TW: Well, we're kidding ourselves if we think that jazz exists purely as a sonic form. All music exists within culture and there is an explicit relationship between the sounds we hear and the writings about jazz, the visual imagery, and so on. As we found with Rhythm Changes too in the study of European jazz there's all sorts of language that people use; the way people present images of landscapes or whatever it might be, they are encouraging a relationship between what we see and what we read and what we hear.

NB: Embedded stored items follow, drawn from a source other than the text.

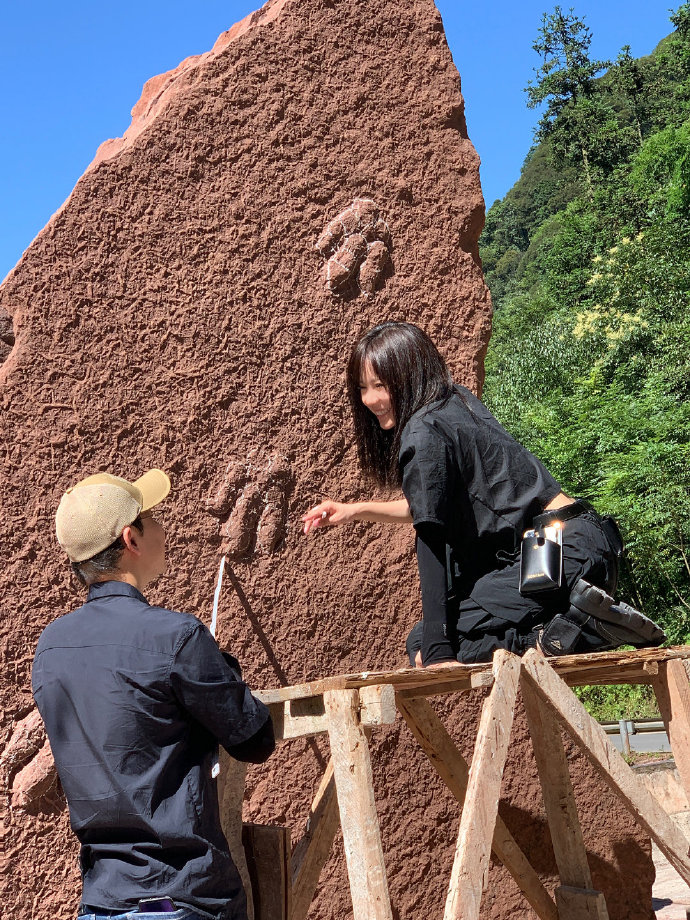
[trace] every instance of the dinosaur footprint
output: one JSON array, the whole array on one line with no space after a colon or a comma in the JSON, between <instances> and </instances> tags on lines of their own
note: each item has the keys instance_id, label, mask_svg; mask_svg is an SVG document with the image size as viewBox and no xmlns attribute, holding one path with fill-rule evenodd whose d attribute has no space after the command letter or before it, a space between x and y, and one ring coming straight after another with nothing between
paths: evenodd
<instances>
[{"instance_id":1,"label":"dinosaur footprint","mask_svg":"<svg viewBox=\"0 0 690 920\"><path fill-rule=\"evenodd\" d=\"M326 226L316 248L328 259L323 270L326 290L345 296L356 286L371 297L390 262L391 235L371 198L355 198Z\"/></svg>"},{"instance_id":2,"label":"dinosaur footprint","mask_svg":"<svg viewBox=\"0 0 690 920\"><path fill-rule=\"evenodd\" d=\"M231 461L206 501L222 523L222 552L230 559L272 553L285 536L292 471L284 457L250 454Z\"/></svg>"}]
</instances>

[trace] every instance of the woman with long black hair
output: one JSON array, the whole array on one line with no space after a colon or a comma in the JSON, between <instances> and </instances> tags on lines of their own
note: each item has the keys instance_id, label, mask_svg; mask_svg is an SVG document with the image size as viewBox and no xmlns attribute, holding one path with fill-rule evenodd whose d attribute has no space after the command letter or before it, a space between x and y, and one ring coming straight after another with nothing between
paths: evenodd
<instances>
[{"instance_id":1,"label":"woman with long black hair","mask_svg":"<svg viewBox=\"0 0 690 920\"><path fill-rule=\"evenodd\" d=\"M411 663L489 661L497 648L522 654L568 611L578 579L613 593L621 549L615 528L566 495L453 383L421 329L388 322L366 333L350 356L347 388L363 472L401 487L404 498L323 501L304 515L304 532L351 521L414 525L423 621L408 638ZM535 518L562 524L563 579L558 588L523 594L520 543ZM584 628L575 650L602 644Z\"/></svg>"}]
</instances>

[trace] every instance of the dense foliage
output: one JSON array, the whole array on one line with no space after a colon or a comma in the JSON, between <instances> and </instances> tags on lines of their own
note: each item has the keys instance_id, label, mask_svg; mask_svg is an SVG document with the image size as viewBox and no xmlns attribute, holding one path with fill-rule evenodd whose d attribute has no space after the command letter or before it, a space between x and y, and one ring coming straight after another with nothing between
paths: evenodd
<instances>
[{"instance_id":1,"label":"dense foliage","mask_svg":"<svg viewBox=\"0 0 690 920\"><path fill-rule=\"evenodd\" d=\"M481 254L485 400L566 491L618 519L620 594L676 644L690 640L690 3L671 22L650 57L624 47L594 79L584 24L544 17L528 87L541 141Z\"/></svg>"}]
</instances>

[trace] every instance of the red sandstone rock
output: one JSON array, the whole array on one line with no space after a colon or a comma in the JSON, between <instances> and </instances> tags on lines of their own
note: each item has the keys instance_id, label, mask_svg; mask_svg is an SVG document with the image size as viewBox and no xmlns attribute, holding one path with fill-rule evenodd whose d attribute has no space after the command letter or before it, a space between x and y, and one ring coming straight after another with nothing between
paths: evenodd
<instances>
[{"instance_id":1,"label":"red sandstone rock","mask_svg":"<svg viewBox=\"0 0 690 920\"><path fill-rule=\"evenodd\" d=\"M334 296L315 244L361 199L386 221L390 236L377 238L392 262L373 280L360 266L372 296ZM125 137L99 149L0 289L0 324L12 318L0 329L0 360L11 349L0 366L0 749L30 708L41 630L81 596L53 537L55 508L97 470L161 466L173 477L170 572L152 602L208 622L218 552L232 544L218 635L254 686L402 663L419 616L410 530L306 539L299 519L322 496L363 489L344 364L364 330L412 320L459 381L480 387L491 321L483 219L432 0L274 0L146 84ZM280 475L271 458L285 458ZM478 705L476 694L443 705L467 754ZM252 768L246 818L286 822L296 838L323 752L322 741L289 742ZM16 791L35 797L45 751L30 757ZM396 909L439 914L457 805L401 725L376 730L373 758ZM646 920L647 844L591 769L575 766L595 884L612 920ZM553 885L537 790L518 719L504 794L514 834ZM78 903L76 843L64 810L40 802L38 814L6 814L0 897L8 916L52 920ZM311 916L350 912L338 844ZM482 916L529 915L493 866Z\"/></svg>"},{"instance_id":2,"label":"red sandstone rock","mask_svg":"<svg viewBox=\"0 0 690 920\"><path fill-rule=\"evenodd\" d=\"M7 787L12 775L34 757L46 740L38 710L33 709L14 726L7 747L0 755L0 783Z\"/></svg>"},{"instance_id":3,"label":"red sandstone rock","mask_svg":"<svg viewBox=\"0 0 690 920\"><path fill-rule=\"evenodd\" d=\"M390 261L390 229L371 198L356 198L316 241L328 259L322 278L330 294L370 297Z\"/></svg>"},{"instance_id":4,"label":"red sandstone rock","mask_svg":"<svg viewBox=\"0 0 690 920\"><path fill-rule=\"evenodd\" d=\"M12 807L29 808L48 795L56 782L53 752L46 741L36 756L15 776L12 782Z\"/></svg>"}]
</instances>

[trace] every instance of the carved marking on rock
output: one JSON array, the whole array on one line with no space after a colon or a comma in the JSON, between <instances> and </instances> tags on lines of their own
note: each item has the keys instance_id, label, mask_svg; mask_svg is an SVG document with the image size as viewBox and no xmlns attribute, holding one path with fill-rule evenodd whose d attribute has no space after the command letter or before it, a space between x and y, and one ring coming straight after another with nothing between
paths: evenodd
<instances>
[{"instance_id":1,"label":"carved marking on rock","mask_svg":"<svg viewBox=\"0 0 690 920\"><path fill-rule=\"evenodd\" d=\"M230 559L272 553L285 537L292 471L284 457L230 461L211 489L206 510L220 518L222 552Z\"/></svg>"},{"instance_id":2,"label":"carved marking on rock","mask_svg":"<svg viewBox=\"0 0 690 920\"><path fill-rule=\"evenodd\" d=\"M10 356L14 348L14 324L12 317L0 307L0 364Z\"/></svg>"},{"instance_id":3,"label":"carved marking on rock","mask_svg":"<svg viewBox=\"0 0 690 920\"><path fill-rule=\"evenodd\" d=\"M13 808L27 809L55 788L57 770L37 709L17 722L0 756L0 775Z\"/></svg>"},{"instance_id":4,"label":"carved marking on rock","mask_svg":"<svg viewBox=\"0 0 690 920\"><path fill-rule=\"evenodd\" d=\"M326 290L344 297L354 290L372 297L390 263L391 234L371 198L355 198L326 226L316 248L327 259Z\"/></svg>"}]
</instances>

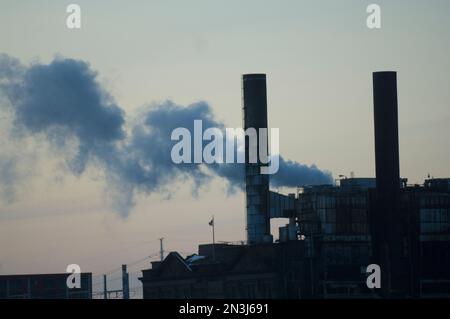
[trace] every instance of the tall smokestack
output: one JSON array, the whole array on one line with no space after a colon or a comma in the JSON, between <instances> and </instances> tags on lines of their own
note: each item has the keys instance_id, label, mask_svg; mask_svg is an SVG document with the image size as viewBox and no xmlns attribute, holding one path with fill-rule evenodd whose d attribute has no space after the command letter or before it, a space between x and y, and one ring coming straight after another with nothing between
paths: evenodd
<instances>
[{"instance_id":1,"label":"tall smokestack","mask_svg":"<svg viewBox=\"0 0 450 319\"><path fill-rule=\"evenodd\" d=\"M388 202L400 192L397 73L373 73L377 190Z\"/></svg>"},{"instance_id":2,"label":"tall smokestack","mask_svg":"<svg viewBox=\"0 0 450 319\"><path fill-rule=\"evenodd\" d=\"M397 73L373 73L376 203L374 256L381 266L382 291L402 289L403 223L400 215Z\"/></svg>"},{"instance_id":3,"label":"tall smokestack","mask_svg":"<svg viewBox=\"0 0 450 319\"><path fill-rule=\"evenodd\" d=\"M242 76L244 129L267 129L267 89L265 74ZM267 146L267 141L266 144ZM249 163L249 139L245 137L245 191L247 207L247 242L272 242L269 219L269 175L260 173L262 163Z\"/></svg>"}]
</instances>

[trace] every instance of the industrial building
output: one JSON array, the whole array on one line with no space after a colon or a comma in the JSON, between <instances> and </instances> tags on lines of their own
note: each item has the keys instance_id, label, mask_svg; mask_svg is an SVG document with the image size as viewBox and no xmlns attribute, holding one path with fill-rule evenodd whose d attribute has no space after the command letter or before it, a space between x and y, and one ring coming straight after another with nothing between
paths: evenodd
<instances>
[{"instance_id":1,"label":"industrial building","mask_svg":"<svg viewBox=\"0 0 450 319\"><path fill-rule=\"evenodd\" d=\"M242 80L244 128L267 127L266 76ZM373 92L375 178L284 195L246 161L246 244L170 253L142 271L144 298L450 297L450 179L400 177L397 74L373 73ZM276 243L271 218L289 219ZM370 264L379 289L367 287Z\"/></svg>"},{"instance_id":2,"label":"industrial building","mask_svg":"<svg viewBox=\"0 0 450 319\"><path fill-rule=\"evenodd\" d=\"M301 241L201 245L198 255L183 258L171 252L143 270L143 297L297 298L309 284L303 263Z\"/></svg>"},{"instance_id":3,"label":"industrial building","mask_svg":"<svg viewBox=\"0 0 450 319\"><path fill-rule=\"evenodd\" d=\"M70 274L0 276L0 299L91 299L92 273L80 274L80 288L67 287Z\"/></svg>"}]
</instances>

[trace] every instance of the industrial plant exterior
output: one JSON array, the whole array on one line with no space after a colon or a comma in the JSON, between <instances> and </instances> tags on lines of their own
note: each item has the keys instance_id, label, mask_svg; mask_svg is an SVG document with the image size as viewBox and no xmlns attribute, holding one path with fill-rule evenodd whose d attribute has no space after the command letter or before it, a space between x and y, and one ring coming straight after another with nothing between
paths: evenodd
<instances>
[{"instance_id":1,"label":"industrial plant exterior","mask_svg":"<svg viewBox=\"0 0 450 319\"><path fill-rule=\"evenodd\" d=\"M142 271L144 298L450 297L450 179L400 177L396 73L375 72L373 88L376 178L283 195L247 163L247 243L170 253ZM246 128L267 126L266 95L265 75L243 76ZM271 218L289 219L276 243Z\"/></svg>"}]
</instances>

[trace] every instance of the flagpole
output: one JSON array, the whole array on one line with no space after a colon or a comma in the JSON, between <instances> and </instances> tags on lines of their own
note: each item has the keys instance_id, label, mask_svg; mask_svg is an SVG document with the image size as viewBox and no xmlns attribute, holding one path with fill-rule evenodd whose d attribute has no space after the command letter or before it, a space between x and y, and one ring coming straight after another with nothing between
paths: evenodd
<instances>
[{"instance_id":1,"label":"flagpole","mask_svg":"<svg viewBox=\"0 0 450 319\"><path fill-rule=\"evenodd\" d=\"M212 217L212 235L213 235L213 261L216 261L216 223L214 222L214 215Z\"/></svg>"},{"instance_id":2,"label":"flagpole","mask_svg":"<svg viewBox=\"0 0 450 319\"><path fill-rule=\"evenodd\" d=\"M215 244L216 243L216 234L215 234L215 228L216 228L216 225L215 225L215 223L214 223L214 216L213 216L213 218L212 218L212 220L213 220L213 229L212 229L212 231L213 231L213 244Z\"/></svg>"}]
</instances>

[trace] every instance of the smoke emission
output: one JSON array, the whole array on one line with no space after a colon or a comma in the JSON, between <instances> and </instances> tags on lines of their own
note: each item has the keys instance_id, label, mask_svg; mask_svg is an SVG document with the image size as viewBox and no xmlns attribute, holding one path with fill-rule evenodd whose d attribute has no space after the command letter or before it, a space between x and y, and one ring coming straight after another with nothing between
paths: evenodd
<instances>
[{"instance_id":1,"label":"smoke emission","mask_svg":"<svg viewBox=\"0 0 450 319\"><path fill-rule=\"evenodd\" d=\"M125 121L125 113L97 81L97 73L84 61L56 58L50 64L25 66L0 55L0 110L12 114L11 134L43 138L63 154L75 175L89 165L101 169L115 209L127 216L138 192L165 192L176 182L192 182L193 195L219 176L229 191L243 189L243 164L174 164L170 157L172 130L193 131L194 120L203 129L224 128L206 102L180 106L171 101L149 104ZM12 162L0 165L2 189L11 193L15 183ZM284 160L272 175L277 187L330 184L332 176L316 166Z\"/></svg>"}]
</instances>

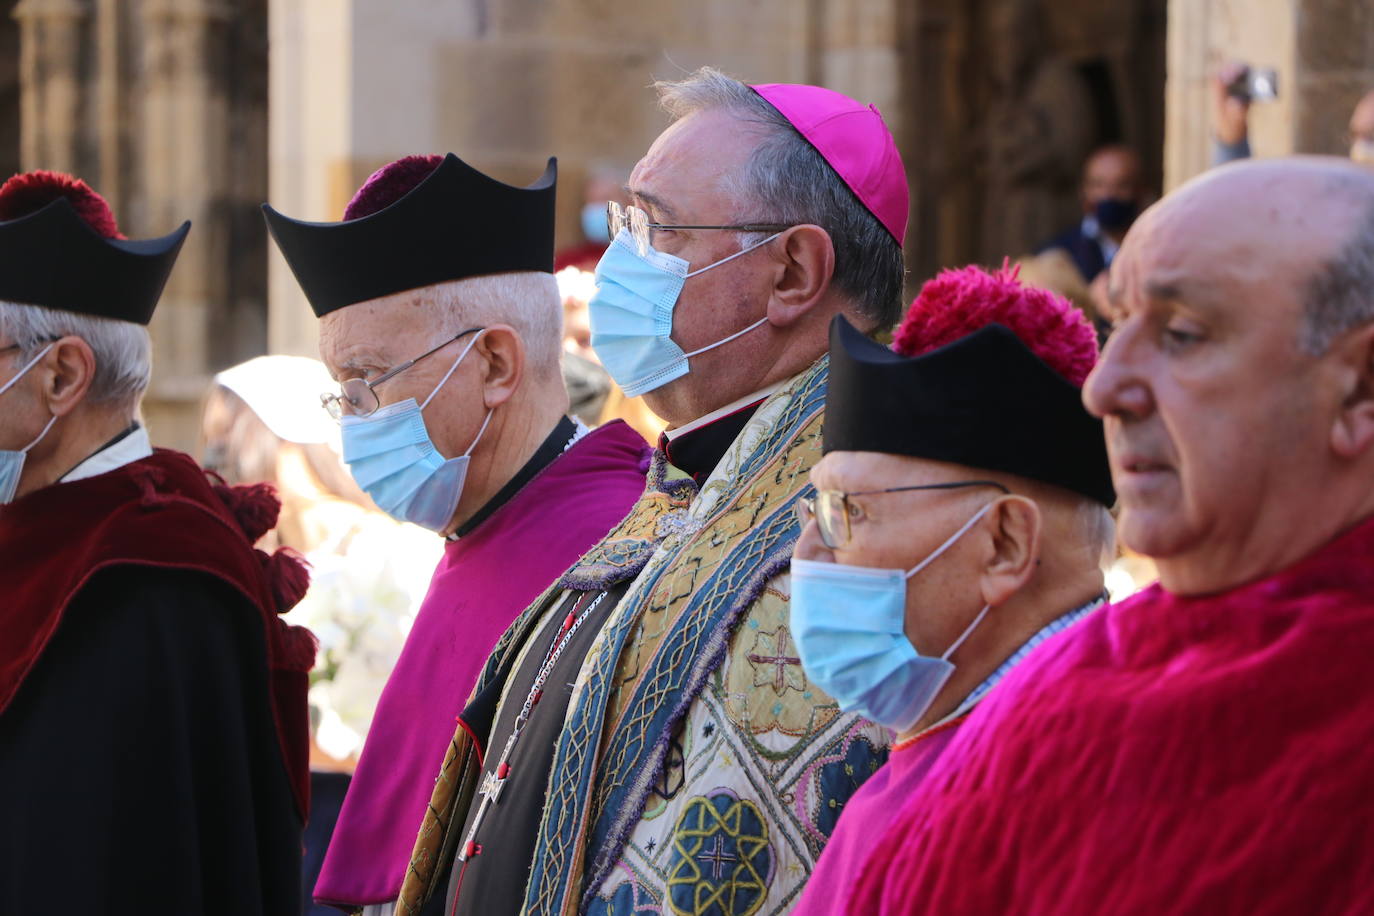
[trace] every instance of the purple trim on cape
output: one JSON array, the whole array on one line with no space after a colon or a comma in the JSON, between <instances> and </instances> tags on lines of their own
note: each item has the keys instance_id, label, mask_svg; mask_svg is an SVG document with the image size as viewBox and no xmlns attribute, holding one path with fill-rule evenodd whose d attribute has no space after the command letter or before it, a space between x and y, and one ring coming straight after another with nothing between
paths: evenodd
<instances>
[{"instance_id":1,"label":"purple trim on cape","mask_svg":"<svg viewBox=\"0 0 1374 916\"><path fill-rule=\"evenodd\" d=\"M644 489L648 451L620 421L593 430L477 530L449 542L382 691L316 901L396 899L454 718L492 646L629 512Z\"/></svg>"}]
</instances>

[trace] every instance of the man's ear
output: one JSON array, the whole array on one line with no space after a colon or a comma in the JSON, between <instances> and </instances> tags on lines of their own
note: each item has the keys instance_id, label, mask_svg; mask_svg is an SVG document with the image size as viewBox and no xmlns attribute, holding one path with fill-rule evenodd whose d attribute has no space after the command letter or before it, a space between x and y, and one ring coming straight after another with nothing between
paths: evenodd
<instances>
[{"instance_id":1,"label":"man's ear","mask_svg":"<svg viewBox=\"0 0 1374 916\"><path fill-rule=\"evenodd\" d=\"M62 337L32 371L40 379L40 390L48 410L55 417L66 416L91 390L91 382L95 379L95 353L80 337Z\"/></svg>"},{"instance_id":2,"label":"man's ear","mask_svg":"<svg viewBox=\"0 0 1374 916\"><path fill-rule=\"evenodd\" d=\"M830 288L835 273L835 245L820 226L793 226L769 246L777 269L768 321L784 328L800 320Z\"/></svg>"},{"instance_id":3,"label":"man's ear","mask_svg":"<svg viewBox=\"0 0 1374 916\"><path fill-rule=\"evenodd\" d=\"M525 342L515 328L494 324L473 345L482 363L482 401L488 409L506 403L525 377Z\"/></svg>"},{"instance_id":4,"label":"man's ear","mask_svg":"<svg viewBox=\"0 0 1374 916\"><path fill-rule=\"evenodd\" d=\"M1335 361L1342 396L1331 450L1353 460L1374 443L1374 324L1342 335L1326 358Z\"/></svg>"},{"instance_id":5,"label":"man's ear","mask_svg":"<svg viewBox=\"0 0 1374 916\"><path fill-rule=\"evenodd\" d=\"M1024 496L1004 496L988 513L992 554L979 586L983 603L1005 604L1030 581L1040 563L1040 507Z\"/></svg>"}]
</instances>

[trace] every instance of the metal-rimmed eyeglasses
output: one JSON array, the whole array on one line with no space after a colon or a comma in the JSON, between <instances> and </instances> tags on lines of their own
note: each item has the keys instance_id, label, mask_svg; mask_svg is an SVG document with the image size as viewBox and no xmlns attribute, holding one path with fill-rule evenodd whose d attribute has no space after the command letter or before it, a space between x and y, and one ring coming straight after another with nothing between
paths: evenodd
<instances>
[{"instance_id":1,"label":"metal-rimmed eyeglasses","mask_svg":"<svg viewBox=\"0 0 1374 916\"><path fill-rule=\"evenodd\" d=\"M927 483L912 487L888 487L885 490L817 490L810 499L797 500L797 518L802 527L813 518L820 531L821 543L831 550L838 550L849 543L850 520L863 516L863 510L849 501L851 496L877 496L880 493L905 493L909 490L959 490L964 487L996 487L1003 493L1011 493L995 480L956 480L950 483Z\"/></svg>"},{"instance_id":2,"label":"metal-rimmed eyeglasses","mask_svg":"<svg viewBox=\"0 0 1374 916\"><path fill-rule=\"evenodd\" d=\"M791 229L791 223L740 223L733 226L688 226L669 223L651 223L649 214L635 206L622 207L615 201L606 202L606 229L611 238L620 234L621 229L630 230L630 239L642 258L649 253L649 230L651 229L729 229L734 232L782 232Z\"/></svg>"},{"instance_id":3,"label":"metal-rimmed eyeglasses","mask_svg":"<svg viewBox=\"0 0 1374 916\"><path fill-rule=\"evenodd\" d=\"M387 379L395 378L411 366L424 359L438 353L440 350L469 334L475 334L485 328L468 328L460 331L448 340L439 344L431 350L426 350L414 359L408 359L395 368L388 369L372 381L365 378L346 378L339 383L339 393L326 391L320 395L320 406L328 411L329 415L336 420L342 419L345 414L351 417L366 417L376 413L377 408L382 406L382 402L377 398L377 392L373 389L385 382Z\"/></svg>"}]
</instances>

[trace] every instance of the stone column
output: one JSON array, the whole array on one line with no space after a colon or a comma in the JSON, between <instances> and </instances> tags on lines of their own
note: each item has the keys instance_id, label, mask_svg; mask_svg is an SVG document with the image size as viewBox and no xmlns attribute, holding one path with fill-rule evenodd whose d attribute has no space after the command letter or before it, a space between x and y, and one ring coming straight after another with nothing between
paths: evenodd
<instances>
[{"instance_id":1,"label":"stone column","mask_svg":"<svg viewBox=\"0 0 1374 916\"><path fill-rule=\"evenodd\" d=\"M20 161L25 169L81 174L98 156L87 118L95 59L89 0L23 0L20 27Z\"/></svg>"},{"instance_id":2,"label":"stone column","mask_svg":"<svg viewBox=\"0 0 1374 916\"><path fill-rule=\"evenodd\" d=\"M159 442L194 448L210 381L211 309L228 288L223 189L229 183L229 78L225 34L231 5L217 0L143 0L143 234L192 222L153 317L153 386L145 403Z\"/></svg>"}]
</instances>

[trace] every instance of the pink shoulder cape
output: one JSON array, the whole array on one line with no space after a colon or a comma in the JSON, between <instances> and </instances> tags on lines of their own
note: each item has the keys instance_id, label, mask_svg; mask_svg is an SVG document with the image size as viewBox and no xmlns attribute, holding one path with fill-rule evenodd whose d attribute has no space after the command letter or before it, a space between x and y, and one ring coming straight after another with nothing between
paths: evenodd
<instances>
[{"instance_id":1,"label":"pink shoulder cape","mask_svg":"<svg viewBox=\"0 0 1374 916\"><path fill-rule=\"evenodd\" d=\"M620 421L593 430L475 531L449 543L382 691L316 901L396 899L454 718L492 646L629 513L644 490L649 454Z\"/></svg>"},{"instance_id":2,"label":"pink shoulder cape","mask_svg":"<svg viewBox=\"0 0 1374 916\"><path fill-rule=\"evenodd\" d=\"M973 713L847 911L1374 912L1371 665L1374 521L1094 614Z\"/></svg>"}]
</instances>

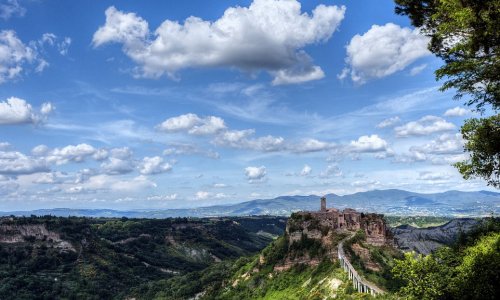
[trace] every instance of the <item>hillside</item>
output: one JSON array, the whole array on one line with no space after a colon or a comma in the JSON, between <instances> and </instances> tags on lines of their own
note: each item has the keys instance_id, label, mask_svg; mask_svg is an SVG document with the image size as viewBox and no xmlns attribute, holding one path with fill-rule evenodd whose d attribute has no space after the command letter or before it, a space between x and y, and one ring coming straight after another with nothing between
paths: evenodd
<instances>
[{"instance_id":1,"label":"hillside","mask_svg":"<svg viewBox=\"0 0 500 300\"><path fill-rule=\"evenodd\" d=\"M338 196L326 195L335 207L351 207L358 211L370 211L396 216L447 216L477 217L500 213L500 193L478 191L420 194L403 190L374 190ZM237 204L217 205L188 209L132 210L111 209L41 209L34 211L0 212L0 216L88 216L128 218L212 217L277 215L289 216L292 212L318 209L319 196L281 196L273 199L258 199Z\"/></svg>"},{"instance_id":2,"label":"hillside","mask_svg":"<svg viewBox=\"0 0 500 300\"><path fill-rule=\"evenodd\" d=\"M382 299L396 299L394 293L406 291L407 283L404 273L394 276L393 267L403 259L394 246L411 250L404 245L437 242L452 247L439 249L458 251L446 257L461 262L484 232L500 231L498 225L481 229L489 224L485 221L458 219L429 228L392 228L381 245L380 236L370 233L380 221L380 215L363 215L365 231L354 230L353 223L352 231L342 232L332 230L330 219L315 221L307 213L288 222L279 217L0 218L0 295L2 300L370 298L353 288L339 264L336 250L344 241L356 271L387 291ZM401 244L402 237L407 244ZM450 268L458 266L451 261Z\"/></svg>"},{"instance_id":3,"label":"hillside","mask_svg":"<svg viewBox=\"0 0 500 300\"><path fill-rule=\"evenodd\" d=\"M251 255L283 218L0 219L1 299L121 299L140 284Z\"/></svg>"}]
</instances>

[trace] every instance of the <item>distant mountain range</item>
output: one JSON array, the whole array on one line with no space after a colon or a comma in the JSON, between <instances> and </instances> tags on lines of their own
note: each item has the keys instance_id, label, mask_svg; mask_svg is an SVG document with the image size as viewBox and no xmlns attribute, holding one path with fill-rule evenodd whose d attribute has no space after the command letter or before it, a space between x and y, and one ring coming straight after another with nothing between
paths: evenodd
<instances>
[{"instance_id":1,"label":"distant mountain range","mask_svg":"<svg viewBox=\"0 0 500 300\"><path fill-rule=\"evenodd\" d=\"M500 213L500 193L489 191L460 192L448 191L435 194L420 194L403 190L373 190L338 196L328 194L327 206L354 208L358 211L377 212L387 215L425 215L474 217ZM258 199L247 202L216 205L199 208L165 210L111 209L38 209L33 211L0 212L0 216L88 216L88 217L128 217L128 218L167 218L167 217L212 217L277 215L288 216L300 210L318 210L319 198L309 196L281 196L274 199Z\"/></svg>"}]
</instances>

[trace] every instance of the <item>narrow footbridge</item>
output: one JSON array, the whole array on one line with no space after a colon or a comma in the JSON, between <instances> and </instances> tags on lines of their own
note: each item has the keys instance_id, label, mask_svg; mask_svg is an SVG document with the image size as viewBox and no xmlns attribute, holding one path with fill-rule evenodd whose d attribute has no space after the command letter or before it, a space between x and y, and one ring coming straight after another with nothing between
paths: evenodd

From a stereotypical point of view this might be everything from thinking about jazz as a vehicle for reaching spiritual heights or a means of escape. Think about those reflective shots of [John] Coltrane or you think of the stained glass windows of the iconic Church of John Coltrane, or ECM and its album covers, showing photographs of the fjords, and so on, they encourage an identification that goes beyond the purely sonic. At the end of the day this happens with all music, it's not just with jazz. However, jazz works particularly well visually. In my book, I drew reference to Blue Note covers from the 1950s, which were particularly beautiful, well constructed and stylized.